Another theme in McNeill’s talk was “unintended consequences.” For example, she discussed a hypothetical Filipino woman who has five siblings who are near starvation. The woman decides the best thing in her desperate situation—given that she has no formal education and has few marketable skills—is to travel to Japan to become a prostitute. (One can say “call girl” or “escort” if that makes it sound more palatable and seems more accurate depending on the exact situation.)

Now nobody is denying, McNeill emphasized, that this is a miserable situation for the Filipino woman. But if that’s the option she chose as best, all things considered, then how in the world does it improve her situation—and those of her siblings, to whom she was sending a large portion of her earnings—for the US government to lean on the Japanese government to crack down on the practice?

Incidentally, if you follow the link you will read in that NYT story about Japan:

A 28-year-old Colombian woman, who spent four years working as a prostitute in Japan, mostly to repay $45,000 she owed the criminals who sold and bought her, finally fled to her embassy here late last year.

Having given testimony that could help arrest her traffickers, she now waits for authorization from immigration officials to return to Medellín, Colombia, to be reunited with her 12-year-old son and 11-year-old daughter. “We shouldn’t be treated as criminals to be deported out of Japan, but as victims,” she said in an interview at the Colombian Embassy.

This illustrates one of the points McNeill made in her talk. Imagine you are a prostitute who is arrested by police. You know that if you tell them, “I entered this trade voluntarily, because even though it’s seedy, it seemed the best option at the time,” then you are going to prison where you might actually be raped and otherwise abused.

In contrast, if you tell the police that you were abducted against your will and forced to sell your body by a trafficker, then you will not be punished and in fact may be entitled to various government benefits. McNeill assured us that if those are the two options an arrested woman faces, we shouldn’t be surprised when she reports that she was operating under the control of an abusive pimp.

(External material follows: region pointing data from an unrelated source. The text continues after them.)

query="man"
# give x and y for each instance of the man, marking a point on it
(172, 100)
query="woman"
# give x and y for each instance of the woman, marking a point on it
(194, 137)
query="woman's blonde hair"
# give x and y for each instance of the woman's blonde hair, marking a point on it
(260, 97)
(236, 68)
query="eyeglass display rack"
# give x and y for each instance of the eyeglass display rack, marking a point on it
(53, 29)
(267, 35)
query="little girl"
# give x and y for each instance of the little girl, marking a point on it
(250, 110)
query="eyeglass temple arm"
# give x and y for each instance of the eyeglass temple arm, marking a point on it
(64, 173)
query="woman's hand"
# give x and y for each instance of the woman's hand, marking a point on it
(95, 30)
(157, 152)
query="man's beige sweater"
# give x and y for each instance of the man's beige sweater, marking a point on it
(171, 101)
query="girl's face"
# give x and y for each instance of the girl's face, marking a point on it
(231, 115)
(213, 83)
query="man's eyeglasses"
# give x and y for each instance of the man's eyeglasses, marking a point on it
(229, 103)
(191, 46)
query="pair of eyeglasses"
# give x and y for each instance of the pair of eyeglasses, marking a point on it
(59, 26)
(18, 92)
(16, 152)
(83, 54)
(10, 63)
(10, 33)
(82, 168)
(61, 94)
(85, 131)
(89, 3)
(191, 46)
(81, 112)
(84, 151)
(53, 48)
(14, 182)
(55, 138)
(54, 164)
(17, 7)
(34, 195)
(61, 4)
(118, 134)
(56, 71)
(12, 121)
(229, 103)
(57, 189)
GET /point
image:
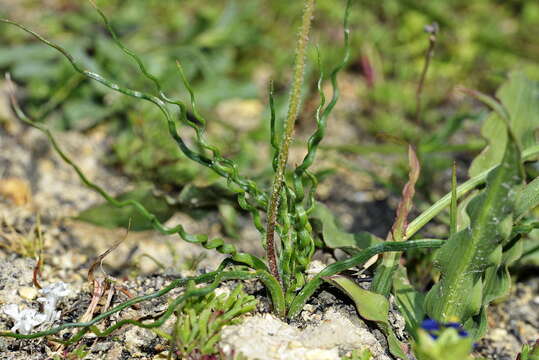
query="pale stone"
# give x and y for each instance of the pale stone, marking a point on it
(28, 293)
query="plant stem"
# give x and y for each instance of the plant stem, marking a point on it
(293, 109)
(463, 189)
(432, 30)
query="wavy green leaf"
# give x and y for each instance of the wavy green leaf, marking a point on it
(333, 235)
(110, 216)
(372, 307)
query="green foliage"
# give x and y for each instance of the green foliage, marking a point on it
(473, 261)
(200, 320)
(519, 97)
(529, 352)
(447, 346)
(464, 289)
(359, 355)
(109, 216)
(373, 307)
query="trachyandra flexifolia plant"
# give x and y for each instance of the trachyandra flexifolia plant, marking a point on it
(473, 261)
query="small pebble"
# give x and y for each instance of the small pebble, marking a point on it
(28, 293)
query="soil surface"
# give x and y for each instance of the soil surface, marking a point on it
(40, 194)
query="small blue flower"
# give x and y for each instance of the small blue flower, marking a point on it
(433, 327)
(430, 325)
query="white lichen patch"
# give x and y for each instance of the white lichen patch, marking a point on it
(265, 337)
(25, 320)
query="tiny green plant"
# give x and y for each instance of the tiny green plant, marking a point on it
(200, 320)
(473, 260)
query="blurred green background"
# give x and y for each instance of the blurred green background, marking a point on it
(231, 49)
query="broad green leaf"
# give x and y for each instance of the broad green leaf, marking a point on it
(468, 254)
(527, 198)
(373, 307)
(109, 216)
(448, 346)
(335, 237)
(409, 300)
(520, 97)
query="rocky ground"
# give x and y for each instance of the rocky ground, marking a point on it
(39, 195)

(I should make it clear that I do not claim to be an authority on the prevalence of these scenarios or the conditions such women face. I am merely reporting McNeill’s arguments because they were intriguing; I had never thought about this issue in this way, even though such an approach is quite standard on more conventional topics for a libertarian economist.)

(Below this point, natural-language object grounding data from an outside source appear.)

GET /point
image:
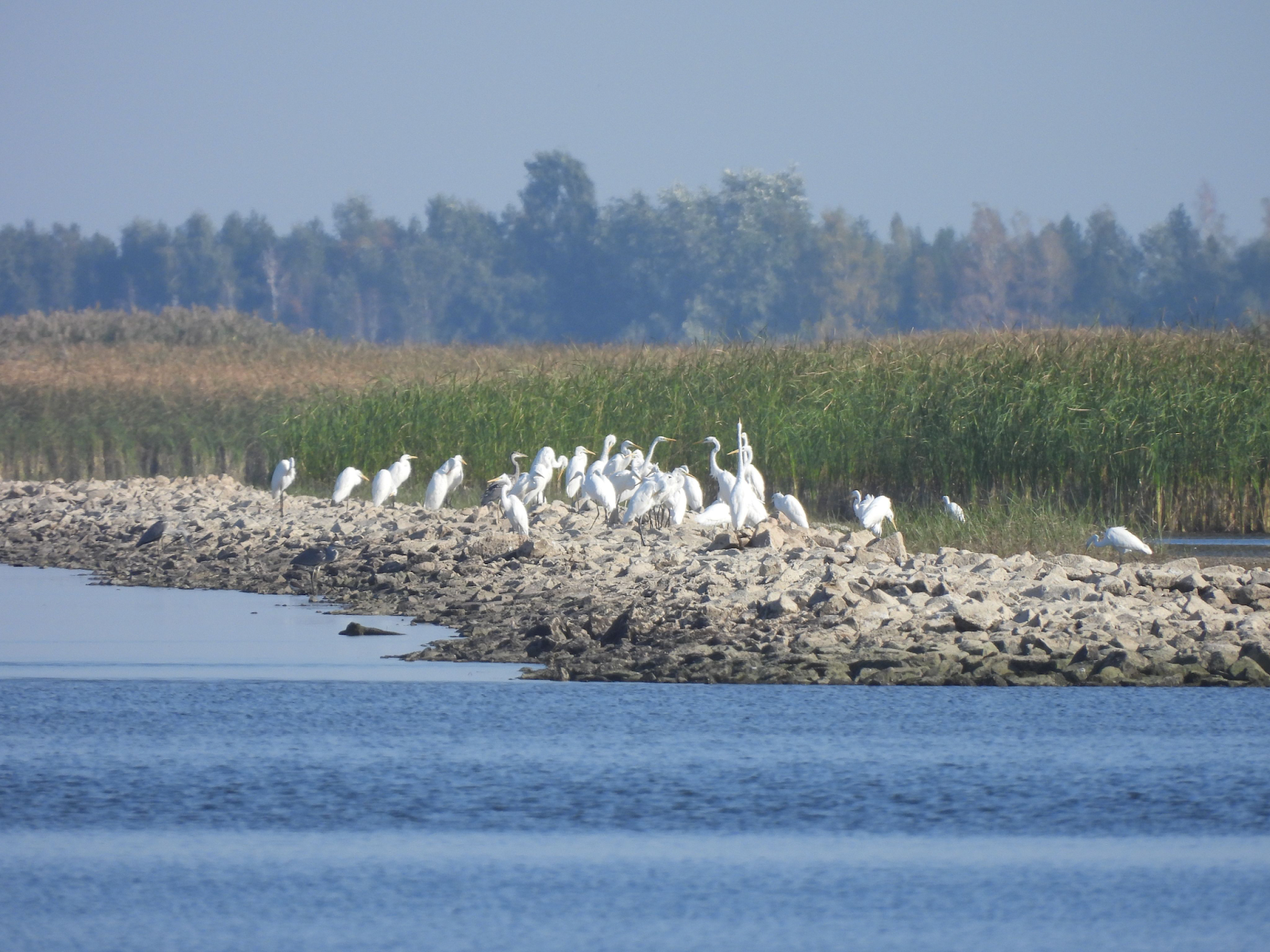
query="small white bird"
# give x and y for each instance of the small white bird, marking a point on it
(718, 513)
(722, 476)
(600, 490)
(346, 482)
(383, 486)
(1119, 539)
(602, 460)
(747, 508)
(442, 482)
(514, 508)
(625, 482)
(874, 514)
(575, 473)
(692, 492)
(791, 508)
(283, 475)
(400, 471)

Let me close with one final issue: Someone in the crowd asked McNeill what she thought about efforts to close the southern US border. She said that here too there were unintended consequences. When the border was relatively porous, migrant workers would come and go with the season. Yet when US authorities began cracking down, Mexican migrant workers would stay in California (or Texas) because, “I’m not risking that again.” Thus paradoxically, efforts to keep out “illegals” may lead to an increase in the resident migrant worker population in the United States. Again, this shouldn’t surprise a libertarian reader; this type of outcome happens all the time when the federal government tries to “fix” a perceived social problem.

In conclusion, I would urge readers to consider that government efforts to help young women avoid exploitation in the sex trade may actually be placing them in much greater physical and emotional danger. The last group in the world you want helping desperate women are government officials with guns and cages.